HADOOP ARCHIVES GUIDE
Hadoop archives are special format archives. A Hadoop archive maps to a file system directory. A Hadoop archive always has a *.har extension. A Hadoop archive directory contains metadata (in the form of _index and _masterindex) and data (part-*) files. The _index file contains the name of the files that are part of the archive and the location within the part files.
TO LEARN MORE ABOUT HADOOP COMMAND GUIDE, READ OUR PREVIOUS POST HADOOP COMMANDS GUIDE
How to Create an Hadoop Archive
First you have to create a -archiveName. For Example: foo.har. (.har is the extension for all the archive). All the names should have .har extension.

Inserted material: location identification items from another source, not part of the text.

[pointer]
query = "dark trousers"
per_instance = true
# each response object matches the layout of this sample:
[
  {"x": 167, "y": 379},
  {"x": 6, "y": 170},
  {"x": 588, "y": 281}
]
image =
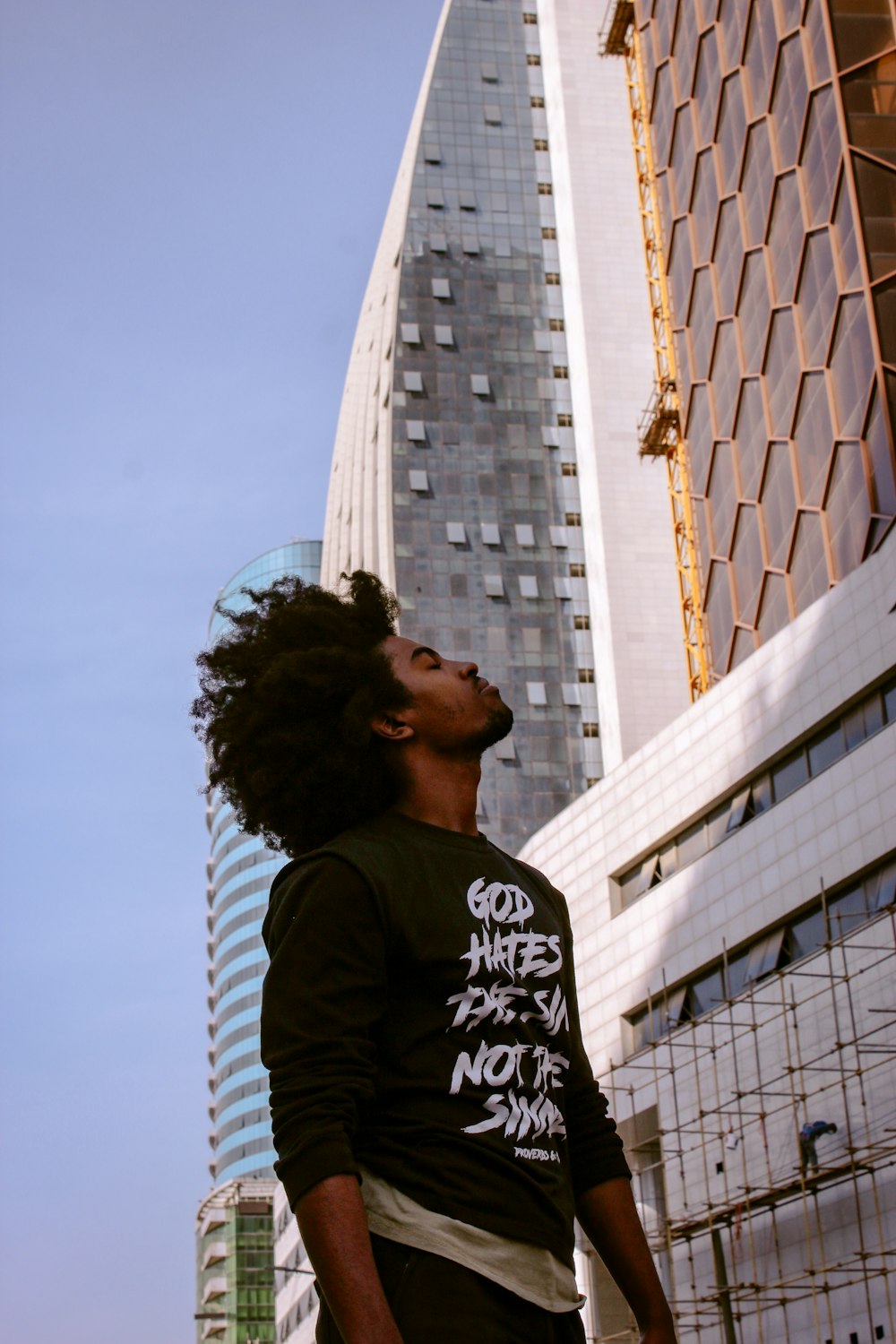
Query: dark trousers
[{"x": 435, "y": 1301}]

To specify relative path to which the files should be archived you need Parent argument.
For Example: -p /foo/bar x/y/z
- /foo/bar is the parent path and
- x/y/z are relative paths to parent
Alway keep in mind that it is Map/Reduce that creates the archives and a Map/Reduce cluster that Runs the show.
-r indicates the desired replication factor; if this optional argument is not specified, a replication factor of 3 will be used.
If you just want to archive a single directory /foo/bar then you can just use
hadoop archive – archiveName zoo.har -p /foo/bar -r 3 /outputdir.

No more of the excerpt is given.